Kapitel 2: Ferrin
Ich hatte sie meilenweit verfolgt. Ich wusste, dass sie ein Werwolf war, sobald ich ihren Geruch wahrnahm. Ich folgte der Spur, bis ich einen Blick auf ihren Wolf in meinem Wald erhaschte. Ich pirschte mich an sie heran. Ich redete mir ein, dass ich herausfinden musste, wer dieser Wolf auf meinem Land war, aber etwas an ihrem Duft ließ mich ihr folgen, ohne dass ich es wirklich kontrollieren konnte.
Sie versuchte uns am Ende abzuschütteln, aber Lykaner sind viel bessere Fährtenleser. Als sie schließlich anhielt und sich in ihre menschliche Form verwandelte, musste ich auf sie zugehen. Ich verwandelte mich aus meiner Lykaner-Form zurück und ging auf sie zu. Als ich nur noch ein paar Schritte entfernt war, umhüllte ihr Duft meine Sinne und löste ein unaufhaltsames Verlangen in mir aus. Sobald sie sich umdrehte, wusste ich warum.
„Gefährtin.“
Das Wort sprang von meinen Lippen. Es war überwältigend. Im Mondlicht sah ich, wie ihre Augen sich vor Schock weiteten. Dann blitzte Angst auf, bevor sie sich entschlossen verengten. Sie nahm eine defensive Haltung ein, und ich riss mich aus dem Trancezustand. Da wurde mir klar.
Sie war eine Alpha.
Ihre Aura strahlte um sie herum.
Das war sie.
Diejenige, nach der wir all die Jahre gesucht hatten.
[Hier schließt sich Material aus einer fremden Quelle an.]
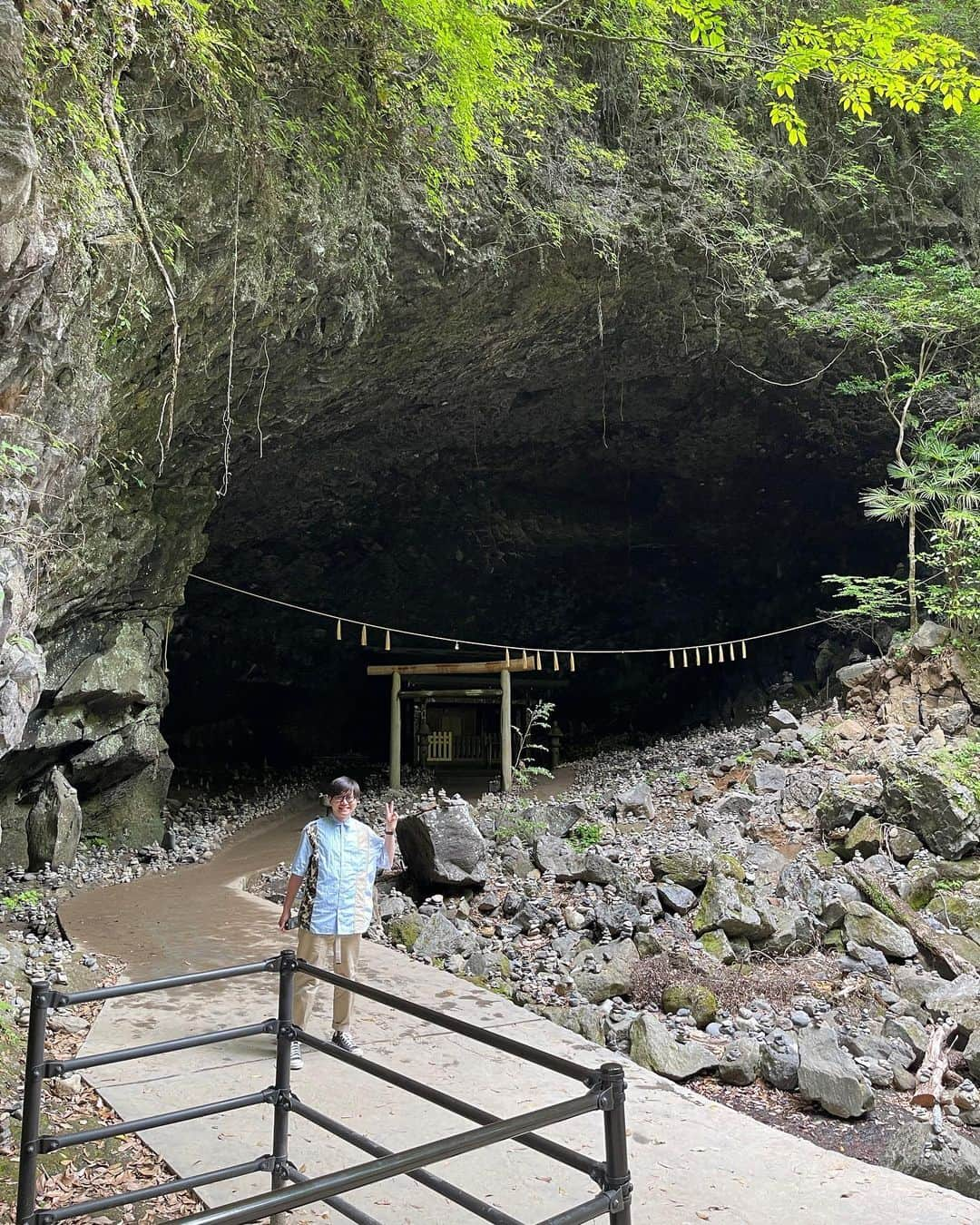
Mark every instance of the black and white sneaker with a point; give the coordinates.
(343, 1039)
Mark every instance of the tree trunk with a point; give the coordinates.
(913, 594)
(885, 899)
(935, 1064)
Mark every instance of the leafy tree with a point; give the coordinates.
(917, 318)
(867, 605)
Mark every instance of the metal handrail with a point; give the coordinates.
(604, 1091)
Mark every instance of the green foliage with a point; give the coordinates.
(962, 766)
(585, 835)
(917, 318)
(867, 604)
(524, 770)
(24, 898)
(885, 55)
(16, 462)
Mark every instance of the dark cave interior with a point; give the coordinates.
(663, 514)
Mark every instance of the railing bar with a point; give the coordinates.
(151, 1121)
(181, 980)
(174, 1044)
(162, 1189)
(342, 1206)
(258, 1207)
(446, 1021)
(427, 1180)
(580, 1161)
(581, 1213)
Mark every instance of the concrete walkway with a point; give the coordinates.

Ihre Krallen verlängerten sich, und sie ließ ein tiefes Knurren hören. Ich konnte das Knurren, das als Antwort aus mir herausbrach, nicht unterdrücken. Ein Krieg der Gefühle tobte in mir, als ich sie betrachtete. Sie machte keine Anstalten, anzugreifen, ihre einzige Absicht war, sich zu verteidigen, falls nötig. Aber das bedeutete in diesem Moment nicht viel. Wenn sie wüsste, wer ich war, würde das immer noch der Fall sein? Aber das bedeutete nicht, dass ich sie tatsächlich angreifen konnte. Nicht jetzt.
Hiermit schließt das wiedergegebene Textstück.